Le certificazioni informatiche ATA non sono più, oggi, una semplice voce accessoria della tabella di valutazione: con il Decreto Ministeriale n. 89 del 21 maggio 2024 il quadro è cambiato radicalmente, e il possesso di determinati titoli digitali è diventato la condizione che separa chi accede alle graduatorie da chi resta escluso. A tal proposito, comprendere quali sono le certificazioni informatiche valide, a quanto ammonta il punteggio attribuito a ciascuna e come queste si combinano nei diversi profili ATA è la prima mossa strategica per chi intende presentarsi competitivo al prossimo bando, atteso per il 2027.
Nello specifico, la trasformazione normativa avvenuta con il DM 89/2024 ha riorganizzato il sistema delle certificazioni informatiche ATA in tre famiglie distinte, ciascuna con regole, finalità e punteggio differenti. Ragion per cui parlare genericamente di “certificazioni informatiche” senza distinguere la tipologia espone l’aspirante al rischio di scelte formative errate, di domande respinte o, nel migliore dei casi, di investimenti formativi che non producono il punteggio atteso.
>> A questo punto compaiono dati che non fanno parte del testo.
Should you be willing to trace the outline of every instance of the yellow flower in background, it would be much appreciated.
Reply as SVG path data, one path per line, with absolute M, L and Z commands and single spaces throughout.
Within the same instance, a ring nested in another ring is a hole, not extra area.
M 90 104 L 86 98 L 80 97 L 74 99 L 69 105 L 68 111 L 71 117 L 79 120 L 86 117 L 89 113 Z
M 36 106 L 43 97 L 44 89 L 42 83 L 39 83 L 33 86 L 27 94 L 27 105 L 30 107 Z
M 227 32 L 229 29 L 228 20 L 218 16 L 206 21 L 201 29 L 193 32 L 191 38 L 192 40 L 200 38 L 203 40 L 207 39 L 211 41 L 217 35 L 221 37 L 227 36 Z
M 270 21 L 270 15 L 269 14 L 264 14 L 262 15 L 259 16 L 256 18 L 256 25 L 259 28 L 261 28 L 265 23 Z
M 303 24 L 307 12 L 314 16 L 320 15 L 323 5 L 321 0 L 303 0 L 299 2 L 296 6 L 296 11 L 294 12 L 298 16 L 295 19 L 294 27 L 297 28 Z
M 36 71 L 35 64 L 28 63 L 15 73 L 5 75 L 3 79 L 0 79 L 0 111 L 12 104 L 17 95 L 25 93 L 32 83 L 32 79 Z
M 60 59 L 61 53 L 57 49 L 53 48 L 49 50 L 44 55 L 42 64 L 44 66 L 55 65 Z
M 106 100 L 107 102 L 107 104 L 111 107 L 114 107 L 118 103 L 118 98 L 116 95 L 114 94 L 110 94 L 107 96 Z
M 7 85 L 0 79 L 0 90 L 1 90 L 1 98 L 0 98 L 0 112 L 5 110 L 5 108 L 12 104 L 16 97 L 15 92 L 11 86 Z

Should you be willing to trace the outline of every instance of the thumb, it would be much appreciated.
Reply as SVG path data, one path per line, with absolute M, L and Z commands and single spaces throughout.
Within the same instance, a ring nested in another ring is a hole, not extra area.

Va detto che la materia presenta diversi profili tecnici che meritano di essere chiariti uno per uno, ed è proprio questo l’obiettivo della guida che segue: fornire la mappa completa dei titoli digitali ATA, profilo per profilo, alla luce della normativa attualmente in vigore.
Cosa sono le certificazioni informatiche ATA secondo il DM 89/2024
Quando si parla di certificazioni informatiche ATA si fa riferimento all’insieme dei titoli digitali che il Ministero dell’Istruzione e del Merito riconosce come validi nell’ambito delle graduatorie di terza fascia del personale amministrativo, tecnico ed ausiliario, oggi disciplinate dal Decreto Ministeriale n. 89 del 21 maggio 2024.
Nello specifico, il DM 89/2024 — pubblicato in attuazione del CCNL del comparto Istruzione e Ricerca sottoscritto il 18 gennaio 2024 — ha introdotto un sistema di valutazione articolato su due assi: da un lato, un requisito di accesso obbligatorio per partecipare alla procedura; dall’altro, una serie di titoli culturali aggiuntivi che concorrono a determinare il punteggio in graduatoria. In tale architettura, le certificazioni informatiche occupano una posizione centrale, perché compaiono in entrambe le dimensioni.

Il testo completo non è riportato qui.